I am a step-parent and have been one for almost 24 years. When I married my husband he was the custodial parent of his twin sons who were 5 years old at the time. I didn’t have children of my own. Our first child came along when the boys were 8. I quickly learned that being a step-parent is quite different than being the biological parent. If I were to summarize what I know to be important factors in establishing a positive relationship with your step children I would say:
1. Allow for plenty of opportunity for your partner to spend time alone with his/her children. Support the relationship that was established long before you came along.
2. Be sensitive to what your step children are going through and don’t take things personally. Read books on becoming a successful stepparent.
3. Be aware that each age will adjust differently to a stepparent. Teens will take much longer to accept you than very young children.
4. Show respect towards the other parent. If your partner is bashing his/her ex-spouse, you don’t have to go along. It will not enhance your relationship with your step children.
5. Parenting someone else’s children can be very stressful. Make sure you take time for yourself doing things that make you feel good.

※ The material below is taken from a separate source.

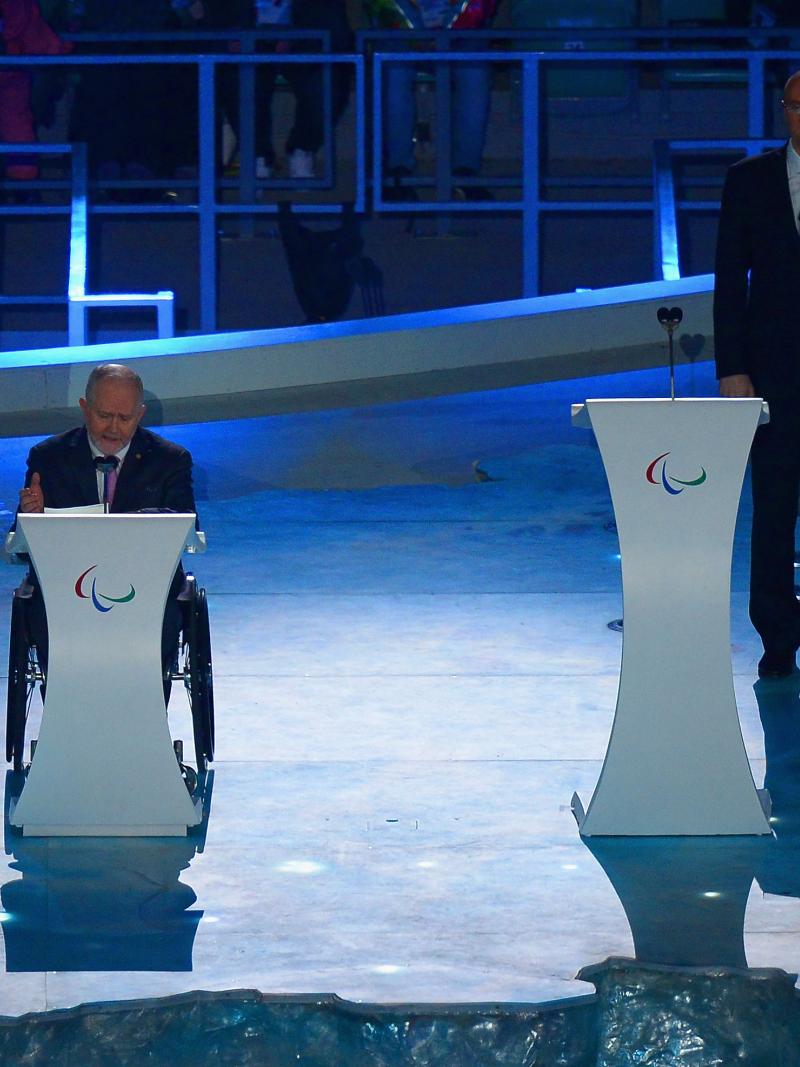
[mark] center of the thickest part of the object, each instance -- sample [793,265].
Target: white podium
[675,762]
[105,763]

6. Keep in mind that these are not your children and the job of disciplining and setting rules is primarily up to the biological parents. You may disagree with their parenting style but it’s not your place to try and change things.
7. Attend a support group for blended families or step parenting. You’ll appreciate the support and soon find out that issues you’re dealing with are similar to what others are going through. You’ll also gain helpful tips.